In 2012, the new BVCOG Planner began scheduling community input meetings to gain client and community perspectives on allocations, service system improvement goals, and emerging needs and trends. The first of these meetings was scheduled April 25, 2012 in the Bryan-College Station HSDA. Clients that have indicated they are willing to receive mail from their service provider were mailed a flyer two weeks prior to the community input meeting, informing them of the meeting and encouraging them to attend in order to ensure the proposed comprehensive plan reflects their needs, values and perspectives. Clients who are primarily Spanish speaking were sent a Spanish copy of the allocations for the Bryan-College HSDA and a flyer inviting the clients to call a Spanish speaking BVCOG employee to provide feedback as well. As community input meetings are held throughout the 2012-2013 fiscal year, the BVCOG Planner will update this plan accordingly, both with DSHS and on the BVCOG-HIV website.

Ryan White Reauthorization

Reauthorization of the Ryan White Treatment Extension Act of 2009 is anticipated in 2013. The 2014 update of this comprehensive plan will incorporate any changes necessary in response to the reauthorization.

Limitations

The community planning process is not an exact science, and limitations surface particularly with regard to data collection and the extent to which it may be generalized to the entire PLWHA population. The HIV/AIDS services allocation process is a lower form of actuarial work, estimating the needs of the population as well as the cost of providing services.

Limitations in data gathering for the needs assessment are discussed in Section One in the summary of the most recent needs assessment. Of the clients that participated in the needs assessment, only two reported not currently being in care. For this reason, the needs assessment findings may not be generalized to the out of care population in the administrative service area. This limitation also informed the development of the first goal in Section Three: reducing the number of out of care PLWHA in each HSDA.

Implementation

Prior to implementation of this plan, a comment period was opened from April 25, 2012 to May 20, 2012 to allow a last chance for input. Suggestions offered were evaluated according to the criteria in the community input plan and adjustments made accordingly. Community input meetings in all five HSDAs of the CTHASA will be conducted to inform the communities this plan serves and to provide community input for the 2013 update of this plan.

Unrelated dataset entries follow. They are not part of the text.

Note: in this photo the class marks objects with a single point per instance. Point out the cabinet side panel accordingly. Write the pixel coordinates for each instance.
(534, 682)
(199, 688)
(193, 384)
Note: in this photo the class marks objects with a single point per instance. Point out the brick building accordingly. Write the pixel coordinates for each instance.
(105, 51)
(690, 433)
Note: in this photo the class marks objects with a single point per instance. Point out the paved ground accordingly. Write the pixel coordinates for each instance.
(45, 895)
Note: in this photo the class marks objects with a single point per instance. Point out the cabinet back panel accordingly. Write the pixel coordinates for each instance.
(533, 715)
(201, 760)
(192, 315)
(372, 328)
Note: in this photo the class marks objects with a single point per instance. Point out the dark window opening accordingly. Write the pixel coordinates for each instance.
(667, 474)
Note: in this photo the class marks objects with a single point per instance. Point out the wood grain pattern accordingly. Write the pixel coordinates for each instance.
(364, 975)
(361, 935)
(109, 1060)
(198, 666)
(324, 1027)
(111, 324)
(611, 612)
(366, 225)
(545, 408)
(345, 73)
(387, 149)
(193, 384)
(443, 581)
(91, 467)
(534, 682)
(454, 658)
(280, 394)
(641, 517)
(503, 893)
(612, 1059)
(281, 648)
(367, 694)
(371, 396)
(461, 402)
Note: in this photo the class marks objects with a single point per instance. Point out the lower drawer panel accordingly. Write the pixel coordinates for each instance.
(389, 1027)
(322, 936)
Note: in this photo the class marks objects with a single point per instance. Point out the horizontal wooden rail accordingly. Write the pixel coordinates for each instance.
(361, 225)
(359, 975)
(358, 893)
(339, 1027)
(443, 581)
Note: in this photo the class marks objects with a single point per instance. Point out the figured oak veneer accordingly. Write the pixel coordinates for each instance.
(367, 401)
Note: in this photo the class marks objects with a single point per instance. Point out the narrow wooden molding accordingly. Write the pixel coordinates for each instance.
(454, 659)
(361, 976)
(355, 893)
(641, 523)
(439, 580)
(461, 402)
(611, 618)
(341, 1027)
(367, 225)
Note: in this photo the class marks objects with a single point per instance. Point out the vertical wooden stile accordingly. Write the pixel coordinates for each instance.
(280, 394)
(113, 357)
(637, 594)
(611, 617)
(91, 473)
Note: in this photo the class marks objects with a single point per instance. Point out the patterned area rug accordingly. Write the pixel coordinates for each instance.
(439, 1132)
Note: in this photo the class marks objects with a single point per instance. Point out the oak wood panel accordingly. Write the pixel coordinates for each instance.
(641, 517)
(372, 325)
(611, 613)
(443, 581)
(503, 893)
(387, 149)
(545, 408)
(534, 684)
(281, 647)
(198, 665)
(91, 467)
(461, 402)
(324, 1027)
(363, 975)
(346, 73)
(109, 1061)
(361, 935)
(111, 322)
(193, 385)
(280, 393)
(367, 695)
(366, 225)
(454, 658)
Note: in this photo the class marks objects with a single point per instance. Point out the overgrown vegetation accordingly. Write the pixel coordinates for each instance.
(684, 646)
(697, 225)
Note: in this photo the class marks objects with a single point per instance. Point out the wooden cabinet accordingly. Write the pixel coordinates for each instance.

Section 1: Where Are We Now: What is Our Current System of Care?

Population Description

Population Description: Summary of PLWHA in the CTHASA

As of December 31, 2010, there are 2,531 living HIV cases and 3,269 living AIDS cases in the Central Texas HIV/AIDS Service Area (CTHASA). Of these 5,800 individuals, 80.66% (4678) are male while 19.34% are female. Additional data describing the demographic composition of people living with HIV/AIDS (PLWHA) in the CTHASA are best displayed in table format. The following tables were created using data extracted from the Enhanced HIV/AIDS Reporting System (eHARS) database and Texas State Data Center population estimates as presented in the Texas Department of State Health Services (DSHS) 2010 Texas Integrated Epidemiologic Profile for HIV/AIDS Prevention and Services Planning. The data reflect HIV/AIDS infection cases in the Central Texas HIV Administrative Service Area through December 31, 2010.

Current age

Age in 2010 / Number
Percent
Under 13 / 13
0.22%
13 to 24 / 285
4.91%
25 to 34 / 987
17.01%
35 to 44 / 1,676
28.90%
45 to 54 / 1,983
34.19%
55 & up / 856
14.76%
Total / 5,800

Though the 35-44 age group contained the highest percentage of people living with HIV in the CTHASA as recently as 2008, the 45-54 age group has grown rapidly since the last comprehensive plan, and now compromises the highest percentage of PLWHA. In part, this shift reflects the success of statewide and local initiatives to increase adherence to treatment, as more PLWHA are living longer with the disease. Along with the rest of the nation, the CTHASA is facing an aging population with HIV/AIDS, and must be flexible in order to develop a system of care that best serves clients of all ages.